The first failure is information, not a stop signal.
Async / Parallel
When you have independent subagent work alongside a relay call, never block on relay while subagents wait (or vice versa). Run everything concurrently:
Background the Bash call: Use run_in_background: true on the Bash tool so the relay call runs concurrently with your subagents. The platform sends a completion notification when the background task finishes — do not poll, do not inspect .relay files, and do not enter the failure diagnosis flow before that notification arrives.
Give it a generous timeout. Relay peers are full agents and can run long (Codex xhigh, DeepSeek/MiMo DeepThink, Grok at high routinely take many minutes). A Bash-tool timeout that fires mid-run kills the peer and wastes every token it already spent — favor completion over a tight bound. Set timeout: 3600000 (60 min) on the backgrounded Bash call; relay has no internal per-call cap, so this outer timeout is the only bound.
Rule: Launch relay calls and subagents concurrently. Never serialize independent work.
Never wrap relay in a subagent. If an Agent task calls relay with run_in_background: true, the subagent will complete before the peer (Codex, DeepSeek, MiMo, or Grok) finishes, and the platform will kill the orphaned peer process. Always call relay from the main conversation. If a subagent must call relay (e.g., the skill was invoked before you could prevent it), the Bash call must run in foreground — omit run_in_background so the subagent blocks until the peer replies.
Prism / Parallax
When Relay is used as the Parallax transport inside Prism, the relay call receives the same full question and same context as every local reviewer — only the lens (weighing posture) differs. Do not narrow the prompt for the Parallax agent. Prism dispatches each parallax tier independently — the relay calls run concurrently as separate Bash invocations.
Launch each relay Bash call with run_in_background: true in the same parallel dispatch step as the local reviewer subagents. Do not wrap Relay itself in another subagent layer.

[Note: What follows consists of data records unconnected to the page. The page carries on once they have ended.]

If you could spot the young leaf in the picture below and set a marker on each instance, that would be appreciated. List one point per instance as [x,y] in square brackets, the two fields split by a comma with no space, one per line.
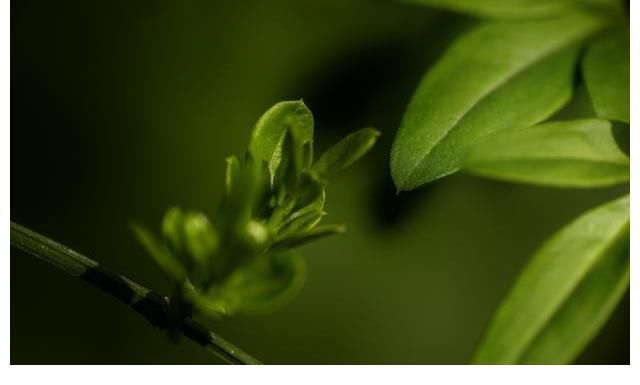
[159,252]
[270,131]
[314,234]
[344,153]
[268,283]
[233,171]
[497,76]
[565,293]
[576,153]
[201,239]
[606,73]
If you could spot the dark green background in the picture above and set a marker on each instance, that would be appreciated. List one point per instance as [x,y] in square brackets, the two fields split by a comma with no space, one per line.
[122,108]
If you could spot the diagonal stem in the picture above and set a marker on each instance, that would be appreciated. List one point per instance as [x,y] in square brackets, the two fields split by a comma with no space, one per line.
[149,304]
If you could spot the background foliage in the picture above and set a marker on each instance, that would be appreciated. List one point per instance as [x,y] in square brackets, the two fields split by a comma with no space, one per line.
[122,108]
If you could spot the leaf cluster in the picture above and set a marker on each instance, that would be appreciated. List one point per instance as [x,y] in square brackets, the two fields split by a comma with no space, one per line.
[242,261]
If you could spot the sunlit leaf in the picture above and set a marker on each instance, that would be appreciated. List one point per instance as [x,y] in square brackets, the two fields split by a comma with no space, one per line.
[497,76]
[517,9]
[575,153]
[606,73]
[312,235]
[565,294]
[271,129]
[344,153]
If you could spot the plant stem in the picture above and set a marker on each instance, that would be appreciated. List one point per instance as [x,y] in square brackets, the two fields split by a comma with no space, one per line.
[149,304]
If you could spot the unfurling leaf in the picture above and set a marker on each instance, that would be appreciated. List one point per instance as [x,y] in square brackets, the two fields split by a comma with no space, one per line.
[271,130]
[606,73]
[565,294]
[500,75]
[344,153]
[576,153]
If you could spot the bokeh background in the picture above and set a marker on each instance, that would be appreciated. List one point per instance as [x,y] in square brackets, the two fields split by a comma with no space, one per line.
[123,108]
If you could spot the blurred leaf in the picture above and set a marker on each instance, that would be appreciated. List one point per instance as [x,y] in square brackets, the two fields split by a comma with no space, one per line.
[565,294]
[344,153]
[173,229]
[270,131]
[606,74]
[498,73]
[314,234]
[577,153]
[268,283]
[159,252]
[517,9]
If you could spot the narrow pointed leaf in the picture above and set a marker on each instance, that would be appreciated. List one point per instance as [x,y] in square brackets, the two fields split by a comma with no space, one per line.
[344,153]
[516,9]
[232,173]
[576,153]
[565,294]
[606,74]
[497,76]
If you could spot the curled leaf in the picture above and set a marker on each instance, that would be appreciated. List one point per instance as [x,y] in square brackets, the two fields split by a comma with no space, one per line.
[271,130]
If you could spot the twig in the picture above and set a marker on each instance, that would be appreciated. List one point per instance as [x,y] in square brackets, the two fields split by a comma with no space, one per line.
[150,305]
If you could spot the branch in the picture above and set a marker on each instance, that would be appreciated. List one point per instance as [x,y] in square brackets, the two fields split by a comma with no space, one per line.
[150,305]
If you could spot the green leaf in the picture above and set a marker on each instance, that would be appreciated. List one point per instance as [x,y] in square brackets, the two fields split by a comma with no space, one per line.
[159,252]
[271,129]
[314,234]
[307,210]
[606,73]
[344,153]
[232,173]
[500,75]
[201,239]
[173,230]
[576,153]
[516,9]
[268,283]
[565,294]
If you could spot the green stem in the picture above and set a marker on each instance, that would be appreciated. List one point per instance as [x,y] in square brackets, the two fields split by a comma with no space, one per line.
[150,305]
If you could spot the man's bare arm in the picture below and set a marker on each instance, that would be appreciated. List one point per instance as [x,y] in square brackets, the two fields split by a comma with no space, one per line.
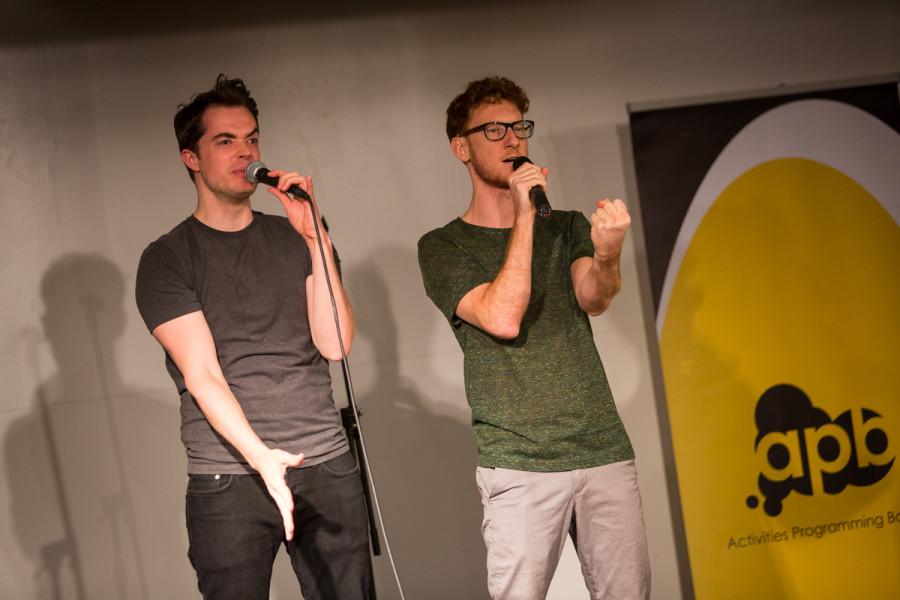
[188,340]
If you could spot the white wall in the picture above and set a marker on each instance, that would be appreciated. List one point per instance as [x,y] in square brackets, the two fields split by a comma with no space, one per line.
[93,471]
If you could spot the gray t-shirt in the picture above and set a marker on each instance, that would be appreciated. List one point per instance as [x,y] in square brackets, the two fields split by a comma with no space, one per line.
[251,287]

If a Parallax relay call fails (after its background completion notification has arrived), treat it as a recoverable transport problem. Check the relay script's Bash output for the diagnosed cause, fix the invocation, and retry once before declaring that peer unavailable — never read the .log sidecar (full stderr, token-heavy). A failure of one peer (e.g., Codex) does not affect the others.
Utility Commands
relay --help and relay --version print usage and version info.
--to accepts codex (default), deepseek, mimo, grok-build, or grok-composer. There is no relay-to-Claude direction — Claude is the sole caller in this protocol.